2007 Royal Bank launched the RBC Environmental Blueprint recommitting to a path of environmental sustainability and articulating the bank's corporate environmental policy, priorities, objectives and 44 commitments.
  Royal Bank launched the Blue Water Project, a ten-year, $50 million donations program supporting not-for-profit organizations that protect watersheds and provide or ensure access to clean drinking water.
  Royal Bank announced that the RBC Centre, in Toronto, will be the first major office tower in Canada built to a Leadership in Energy and Environmental Design (LEED) Gold NC standard, as defined by The Canadian Green Building Council.
2008 Royal Bank committed to the goal of ensuring all paper purchases are certified as coming from sustainably managed forests, with the emphasis on purchasing paper certified to the Forest Stewardship Council standard.
2009 Royal Bank opened its 100th green powered branch in Brantford, Ontario and established the Green IT Committee, to take action on technology related environmental issues; and was named one of Canada’s Greenest Employers in a competition organized by the editors of Canada’s Top 100 Employers.

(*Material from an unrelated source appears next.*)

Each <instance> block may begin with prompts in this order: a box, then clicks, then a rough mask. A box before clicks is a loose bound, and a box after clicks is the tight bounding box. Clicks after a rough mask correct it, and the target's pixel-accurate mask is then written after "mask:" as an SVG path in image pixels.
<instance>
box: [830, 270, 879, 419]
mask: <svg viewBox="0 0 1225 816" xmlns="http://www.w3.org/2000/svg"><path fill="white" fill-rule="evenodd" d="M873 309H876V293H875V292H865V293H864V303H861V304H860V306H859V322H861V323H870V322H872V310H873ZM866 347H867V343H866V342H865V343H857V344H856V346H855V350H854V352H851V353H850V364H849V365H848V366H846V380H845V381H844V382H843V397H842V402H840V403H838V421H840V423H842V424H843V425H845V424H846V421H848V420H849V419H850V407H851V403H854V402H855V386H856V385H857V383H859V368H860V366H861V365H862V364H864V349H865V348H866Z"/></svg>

2010 Royal Bank was honoured with the GLOBE Foundation's 8th annual 2010 GLOBE Corporate Award for Environmental Excellence for its outstanding achievement in environmental stewardship and corporate-wide approach to sustainability.
2011 Royal Bank launched green@rbc, a publicly available e-newsletter focused on environmental issues.
2012 Royal Bank launched the RBC Impact Fund, the first of its kind in Canada, intended to help finance projects by organizations and entrepreneurs tackling social and environmental challenges.